= Yugoslav Women's Alliance =

Yugoslavian women's rights organisation

Yugoslav Women's Alliance (Jugoslavenski Ženski Savez) also called National Women's Alliance (NWA; Narodni ženski savez / Narodna ženska zveza) was a Yugoslavian organisation for women's rights, founded in September 1919 and abolished in 1961.
It was originally named National Women's Alliance of the Kingdom of Serbs, Croats, and Slovenes (Narodni Ženski Savez Hrvata i Slovenaca), but changed name in 1929.

When Serbia, Croatia and Slovenia united to create Yugoslavia, the women's organizations of these countries united in the umbrella organization Yugoslav Women's Alliance. The organization was the leading force of the women's movement in pre-Communist Yugoslavia during the interwar period, and campaigned in favor of women's suffrage and other reforms in gender equality until its dissolution in 1961.

==History==

After the end of the First World War in 1918, Serbia, and State of Slovenes, Croats and Serbs (parts under the Austro-Hungarian rule) united to form the new Kingdom of Yugoslavia. Each part of the new Kingdom previously had their own separate women's movement.

The predecessors and regional representatives in Serbia was the Serbian National Women's Alliance (NWA, 1906), Princess Ljubica Society (Društvo Kneginja Ljubica, 1899), Circle of Serbian Sisters (Kolo Srpskih Sestara, 1903), the Maternity Society (Materinsko Udruženje, 1904) and Belgrade Women's Society (BŽD—Beogradsko Žensko Društvo); and in Slovenia the General Women's Society (SŽD—Splošno Žensko Društvo, 1901).

After the unification of Yugoslavia, there was a need to unite the separate women's movement and coordinate them in the new state. In September 1919, representatives from different women's organizations from all parts of the new state met with the goal of 'the unification of all Yugoslav women'.

The Yugoslav Women's Alliance was founded to function as an umbrella organization for the previously separate women's organizations active in the parts that had united to form the new state of Kingdom of Yugoslavia. It was thus to become the leading force of the women's movement in Yugoslavia in the interwar period.
It was the largest women's organisation in Yugoslavia. It united two hundred and five local women's organisations and fifty thousand women from Serbia, Croatia and Slovenia; in the 1930s, the number had grown to 300 organizations.

The organization became the representative of the women's movement of the new state in the international women's bodies of International Council of Women (ICW) International Woman Suffrage Alliance (IWSA).

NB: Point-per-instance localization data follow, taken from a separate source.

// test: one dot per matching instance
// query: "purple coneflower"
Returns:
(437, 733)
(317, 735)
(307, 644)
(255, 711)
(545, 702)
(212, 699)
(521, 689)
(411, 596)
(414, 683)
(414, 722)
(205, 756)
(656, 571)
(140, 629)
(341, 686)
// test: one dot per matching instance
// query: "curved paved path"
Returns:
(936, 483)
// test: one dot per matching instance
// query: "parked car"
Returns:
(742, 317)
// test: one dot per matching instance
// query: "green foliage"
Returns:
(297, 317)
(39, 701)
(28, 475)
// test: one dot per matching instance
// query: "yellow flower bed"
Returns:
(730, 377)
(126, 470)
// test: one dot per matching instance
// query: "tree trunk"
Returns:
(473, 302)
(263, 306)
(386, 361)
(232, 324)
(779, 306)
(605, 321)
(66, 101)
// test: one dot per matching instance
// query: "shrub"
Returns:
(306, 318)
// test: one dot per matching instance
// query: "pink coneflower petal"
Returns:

Initially, the Yugoslav Women's Alliance was primarily composed of upper class women and organizations with modest demands, and a focus on patriotism and charity. Because of this, some more radical feminists formed the Feminist Alliance of the Kingdom of Serbs, Croats and Slovenes or Feminist Alliance (FA—Feministička Alijansa) in 1923 (renamed Women's Movements' Alliance or AŽP—Alijansa ženskih pokreta/Alijansa ženskih pokretov in 1926).
In the late 1920s however professional middle class feminists from the FA came to dominate the Yugoslav Women's Alliance, which resulted in a closer collaboration between the Yugoslav Women's Alliance and the Feminist Alliance, and the split of more conservative women from the Yugoslav Women's Alliance. The conservative Narodna Ženska Zajednica ("National Women's Association") was split from the Yugoslav Women's Alliance in 1926.

The organization worked for the introduction of women's suffrage. Women's suffrage had been promised when Yugoslavia was created, but when the promise was not fulfilled, the Yugoslav Women's Alliance organized campaigns in favor of the reform.

They also campaigned for other reforms in favor of women's rights and gender equality, such as civil marriage, marital property rights, custody of children and women's professional rights.
The activity of the movement slowed down after 1929, when the Royal Dictatorship was introduced and political activity was limited.

It published its own magazine; the Gazette of the Yugoslav Women's Union (Glasnik Jugoslovenskog Ženskog Saveza, 1935–40).

===Dissolution===
When the Communist takeover resulted in a declaration of equality between men and women, and all legal discrimination was removed in the new constitution of 1946, all the legal changes the Yugoslav Women's Alliance had advocated for were achieved without their participation in the creation of the constitution.

The Yugoslav Women's Alliance essentially ended their activity in 1946, though they were not formally dissolved until 1961. Similar to other communist states of the period, the organizations of the women's movement was incorporated in to the state women's organization, which in the case of Yugoslavia was the Women's Antifascist Front of Yugoslavia, which enforced the new equality between women and men legalized by the state.